Social media anthropologist. Communications strategist. Business model junkie. Chief blogger here at New Comm Biz.

  • lasandrabrill

    I think you make some good points, integration with Tweetdeck like tools will help but I also think that for the enterprise they need something more than just Yammer. I personally like CubeTree's approach but to be successful I think a company needs to fully integrate it into everything they do. It should become the intranet that is tied to Active Directory when you go to your employee directory you should automatically see their feed and what they've been up to and some 'updates' need to be done automatically (like Facebook) everytime you upload a document or comment on an internal blog. Otherwise there is too much change management required to truly make Yammer alone successful and valuable inside an enterprise. Just my $0.02. =)

  • http://twitter.com/DavidSacks David Sacks

    Tac-

    You hit the nail on the head with respect to Yammer Communities' potential to replace extranets. Not only is the interface easier to use and more social, users can collect all of their communities / extranets in one place and easily toggle between them. Counters conveniently alert users when they have unread messages in each community.

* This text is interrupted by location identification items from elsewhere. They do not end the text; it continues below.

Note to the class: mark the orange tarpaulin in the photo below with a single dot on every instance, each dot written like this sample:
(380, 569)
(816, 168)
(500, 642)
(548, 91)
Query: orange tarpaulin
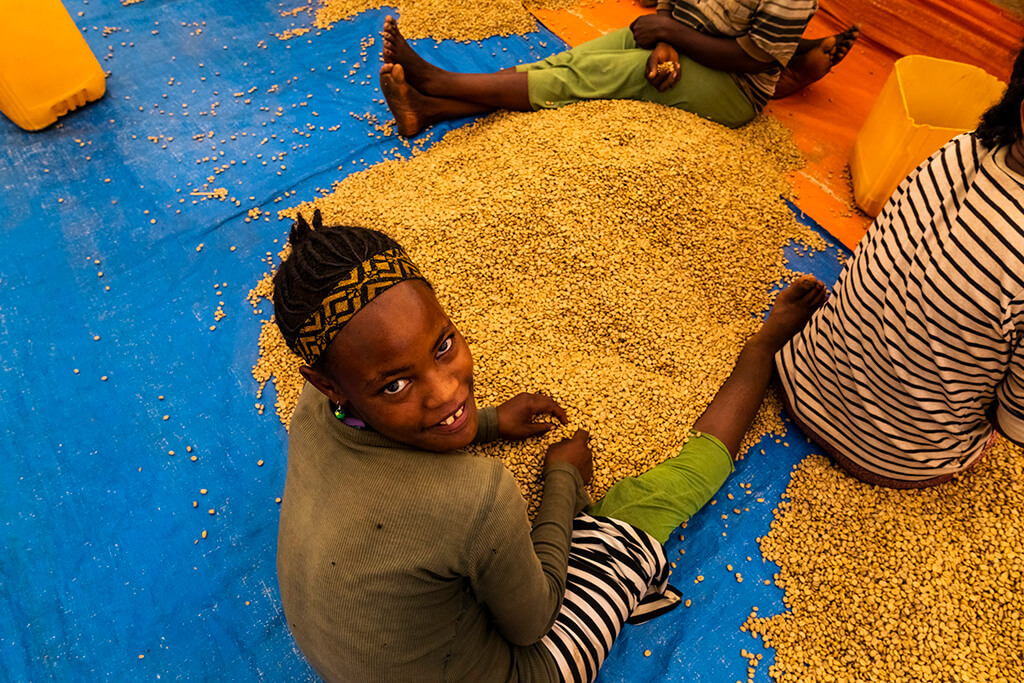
(826, 117)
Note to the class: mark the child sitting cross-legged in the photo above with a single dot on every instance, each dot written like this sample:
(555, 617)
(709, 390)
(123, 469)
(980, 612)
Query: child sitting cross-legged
(401, 557)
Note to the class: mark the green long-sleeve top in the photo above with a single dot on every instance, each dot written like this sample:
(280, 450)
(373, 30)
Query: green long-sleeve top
(397, 564)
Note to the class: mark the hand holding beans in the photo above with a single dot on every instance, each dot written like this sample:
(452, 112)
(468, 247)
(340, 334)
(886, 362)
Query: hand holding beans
(576, 452)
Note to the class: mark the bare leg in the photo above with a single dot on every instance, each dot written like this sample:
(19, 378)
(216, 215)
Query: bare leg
(735, 404)
(813, 59)
(506, 89)
(414, 111)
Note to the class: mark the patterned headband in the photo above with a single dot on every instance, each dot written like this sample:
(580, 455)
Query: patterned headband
(364, 283)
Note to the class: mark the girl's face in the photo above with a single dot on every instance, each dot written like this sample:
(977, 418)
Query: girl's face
(401, 367)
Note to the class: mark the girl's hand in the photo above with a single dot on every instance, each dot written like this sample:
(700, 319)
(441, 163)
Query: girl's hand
(515, 417)
(651, 29)
(576, 452)
(663, 67)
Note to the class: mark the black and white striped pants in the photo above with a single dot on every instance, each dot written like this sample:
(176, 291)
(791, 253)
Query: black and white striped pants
(612, 565)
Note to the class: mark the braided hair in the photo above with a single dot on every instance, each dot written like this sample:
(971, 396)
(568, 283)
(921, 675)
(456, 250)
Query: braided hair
(1000, 125)
(321, 257)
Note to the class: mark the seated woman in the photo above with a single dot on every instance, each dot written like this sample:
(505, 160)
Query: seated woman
(400, 557)
(718, 58)
(918, 359)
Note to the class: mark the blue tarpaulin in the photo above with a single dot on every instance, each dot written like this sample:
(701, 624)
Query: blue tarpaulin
(117, 371)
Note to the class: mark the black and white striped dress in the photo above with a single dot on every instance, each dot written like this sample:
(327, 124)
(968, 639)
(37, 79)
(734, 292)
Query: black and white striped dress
(925, 330)
(612, 567)
(769, 28)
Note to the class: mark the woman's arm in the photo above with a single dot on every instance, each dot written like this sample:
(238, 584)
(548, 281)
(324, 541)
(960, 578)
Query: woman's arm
(718, 53)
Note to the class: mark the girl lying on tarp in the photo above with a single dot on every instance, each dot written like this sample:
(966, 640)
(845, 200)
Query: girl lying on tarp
(400, 557)
(721, 59)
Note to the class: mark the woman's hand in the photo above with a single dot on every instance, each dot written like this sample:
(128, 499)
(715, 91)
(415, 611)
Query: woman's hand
(650, 30)
(663, 67)
(576, 452)
(515, 417)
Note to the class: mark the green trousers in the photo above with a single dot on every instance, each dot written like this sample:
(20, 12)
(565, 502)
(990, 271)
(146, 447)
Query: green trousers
(666, 496)
(613, 68)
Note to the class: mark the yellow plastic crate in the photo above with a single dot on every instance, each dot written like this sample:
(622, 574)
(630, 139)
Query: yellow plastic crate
(924, 103)
(46, 68)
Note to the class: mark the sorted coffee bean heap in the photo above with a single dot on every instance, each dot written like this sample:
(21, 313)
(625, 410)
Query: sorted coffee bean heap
(440, 19)
(614, 255)
(885, 585)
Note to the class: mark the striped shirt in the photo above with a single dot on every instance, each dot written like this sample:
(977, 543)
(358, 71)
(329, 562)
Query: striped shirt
(925, 329)
(765, 29)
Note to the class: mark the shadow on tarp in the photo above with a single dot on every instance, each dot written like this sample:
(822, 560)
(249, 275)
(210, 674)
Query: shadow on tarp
(107, 574)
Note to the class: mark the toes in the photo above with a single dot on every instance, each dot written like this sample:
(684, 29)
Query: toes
(397, 74)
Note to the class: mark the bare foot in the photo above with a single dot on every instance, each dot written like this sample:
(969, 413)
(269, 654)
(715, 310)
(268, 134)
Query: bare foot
(794, 307)
(419, 72)
(403, 100)
(815, 59)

    With respect to Tweetdeck or Seesmic integration, Yammer has already published all of the APIs necessary for them to do this. These are the same APIs that our own desktop application uses. It's up to third-party developers to decide whether they want to integrate.

    With respect to pricing, we have special pricing for large organizations and enterprises.

    Regards,

    David Sacks
    CEO, Yammer Inc.

  • http://twitter.com/alanlepo Alan Lepofsky

    “to be successful I think a company needs to fully integrate it into everything they do” I could not agree more, and that is the approach Socialtext has taken. [Yes, I work there ;-) ]

  • http://www.newcommbiz.com tacanderson

    Integration is key but my only comment would be to reemphasize your point: “to fully integrate it into everything they do”. Into the tools we actually use and need. How many existing intranet tools do we not use or not really need? I think we need far less than we think.

  • http://www.newcommbiz.com tacanderson

    Why do you think Tweetdeck and Seesmic haven't integrated Yammer into their products yet? Have you talked with them? Having an API is great, hopefully they'll take advantage of it.

    I couldn't find any reference to your enterprise pricing options. Did I miss it on your site anywhere?

    Anyway, thanks for the comment David.

  • http://twitter.com/DavidSacks David Sacks

    Can't speak for Tweetdeck or Seesmic. We are open to the conversation. Keep in mind, however, that Yammer content is private whereas Twitter's is not, and therefore a single inbox for both types of content may not be the right solution.

    There should be a notice on our site that enterprises and large organizations (e.g. hundreds of members) should contact us for pricing.

  • Mike

    Yammer, Cube Tree and SocialText are missing out on a key feature, or three - IM, voice and integration. With MangoTalk you can move from a Status update, to a IM conversation (1-to-1 or group) and strait into a voice call. Let's see any of those three do that, seemlessly AND archive the whole conversation in a searchable manner without hashtags.

    ready to step up to the next generation of Enterprise 2.0 Microblogs? try it for free at http://www.mangospring.com

  • Paul

    We have been using Yammer for about 5 months and found it to be very important in our organization. Our company have integrated Yammer into our Akeni Social Networking Software. The Yammer microblogging is much easier to use than the built-in one of the Akeni Software.